I am quite ok with it. No “OOOOOO” or “hail thy master” stuff. Tagging is something that was meant to happen, sooner or later. If you notice carefully, people had started tagging long before they realised it. The pictures you upload to your website or the names you give to your documents. In the picture example, each picture has a name (a “tag”) and most often than not these tags are abstract (“meeting.jpg” or “ugly.jpg”). And when you use the Search Engine to trawl and extract images matching certain words (“tags” again) the power of those “tags” just become obvious.
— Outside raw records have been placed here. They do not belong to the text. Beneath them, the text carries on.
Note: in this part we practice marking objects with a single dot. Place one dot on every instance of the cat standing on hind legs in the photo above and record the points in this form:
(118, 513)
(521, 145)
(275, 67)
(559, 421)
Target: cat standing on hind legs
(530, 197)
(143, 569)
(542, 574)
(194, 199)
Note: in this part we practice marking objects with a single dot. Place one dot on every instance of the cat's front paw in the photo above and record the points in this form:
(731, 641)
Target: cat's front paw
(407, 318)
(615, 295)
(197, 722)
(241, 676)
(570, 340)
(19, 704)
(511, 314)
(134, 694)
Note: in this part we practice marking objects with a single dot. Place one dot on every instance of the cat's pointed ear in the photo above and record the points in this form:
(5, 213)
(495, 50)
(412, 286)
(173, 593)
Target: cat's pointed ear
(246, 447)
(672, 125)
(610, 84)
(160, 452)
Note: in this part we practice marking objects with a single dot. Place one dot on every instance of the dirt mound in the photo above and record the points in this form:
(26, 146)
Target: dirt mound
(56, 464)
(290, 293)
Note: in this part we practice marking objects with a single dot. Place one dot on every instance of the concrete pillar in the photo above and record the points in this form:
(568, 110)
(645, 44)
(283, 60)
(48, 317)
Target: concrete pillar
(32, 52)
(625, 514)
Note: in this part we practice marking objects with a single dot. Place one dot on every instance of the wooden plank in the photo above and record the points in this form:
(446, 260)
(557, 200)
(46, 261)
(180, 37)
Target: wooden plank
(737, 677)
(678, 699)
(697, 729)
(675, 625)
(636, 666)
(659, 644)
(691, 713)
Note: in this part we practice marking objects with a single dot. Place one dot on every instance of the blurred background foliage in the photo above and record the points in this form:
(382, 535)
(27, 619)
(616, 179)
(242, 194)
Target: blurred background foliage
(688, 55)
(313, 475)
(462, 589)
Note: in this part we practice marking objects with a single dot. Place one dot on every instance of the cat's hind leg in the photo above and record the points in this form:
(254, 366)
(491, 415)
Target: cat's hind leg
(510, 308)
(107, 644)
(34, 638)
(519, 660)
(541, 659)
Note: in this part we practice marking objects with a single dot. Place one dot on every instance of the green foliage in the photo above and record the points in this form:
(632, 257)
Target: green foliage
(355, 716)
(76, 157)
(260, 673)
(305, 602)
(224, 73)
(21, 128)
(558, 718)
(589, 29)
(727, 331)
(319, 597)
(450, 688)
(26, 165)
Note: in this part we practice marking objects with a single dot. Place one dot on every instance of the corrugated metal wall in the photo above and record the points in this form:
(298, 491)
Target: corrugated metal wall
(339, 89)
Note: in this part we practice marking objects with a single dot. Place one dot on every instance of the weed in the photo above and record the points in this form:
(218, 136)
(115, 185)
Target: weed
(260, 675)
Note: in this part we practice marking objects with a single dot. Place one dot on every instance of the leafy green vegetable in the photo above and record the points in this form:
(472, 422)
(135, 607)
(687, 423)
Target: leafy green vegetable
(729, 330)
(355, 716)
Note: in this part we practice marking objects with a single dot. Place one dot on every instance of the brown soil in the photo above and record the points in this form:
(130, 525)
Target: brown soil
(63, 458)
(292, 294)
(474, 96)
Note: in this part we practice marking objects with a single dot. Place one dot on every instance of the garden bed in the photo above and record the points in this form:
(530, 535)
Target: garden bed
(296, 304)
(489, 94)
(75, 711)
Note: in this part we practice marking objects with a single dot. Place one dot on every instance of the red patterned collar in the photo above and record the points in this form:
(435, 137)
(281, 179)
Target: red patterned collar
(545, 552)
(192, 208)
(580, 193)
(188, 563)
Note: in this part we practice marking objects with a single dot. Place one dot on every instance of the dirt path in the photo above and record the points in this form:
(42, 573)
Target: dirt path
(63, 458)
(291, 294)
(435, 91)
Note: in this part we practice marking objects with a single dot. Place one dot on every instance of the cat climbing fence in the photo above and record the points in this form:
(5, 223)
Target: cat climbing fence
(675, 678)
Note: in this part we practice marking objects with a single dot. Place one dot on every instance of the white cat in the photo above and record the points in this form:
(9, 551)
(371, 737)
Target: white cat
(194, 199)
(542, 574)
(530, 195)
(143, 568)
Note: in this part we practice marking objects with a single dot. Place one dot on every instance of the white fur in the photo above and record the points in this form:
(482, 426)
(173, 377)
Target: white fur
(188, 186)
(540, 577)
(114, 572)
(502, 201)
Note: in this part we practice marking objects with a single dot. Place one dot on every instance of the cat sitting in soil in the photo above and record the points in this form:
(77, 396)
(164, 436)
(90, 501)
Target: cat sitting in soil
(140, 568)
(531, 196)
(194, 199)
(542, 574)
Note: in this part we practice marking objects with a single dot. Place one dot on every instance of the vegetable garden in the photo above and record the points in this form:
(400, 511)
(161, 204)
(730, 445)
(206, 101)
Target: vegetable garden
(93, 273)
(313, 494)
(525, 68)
For example, I was browsing the image search results from google that match “manage”. And I found several picturisque interpretations of that word, right from the most obvious (“manager overlooking subordinates”) to the very creative (“caring for the environment”). It then just hit me, how you can, without moving an inch, use the collective thinking of the whole world with tags. Every tag shows how distinct human interpretations are and in that distinction lies the creativity of every human being. And without lifting a finger I can use the untapped creativity of people. I realised how “manage” can symbolise “caring”. Perhaps, I could use a picture of “caring” to prevent the negative connatations of the word “manage” if the need arose.
Flickr does a much better job I hear. But the fact remains that “tags” were in existence long before we realised they were. And new tagging applications have potential to create a universal repository of human interpretations that was till now unimaginable.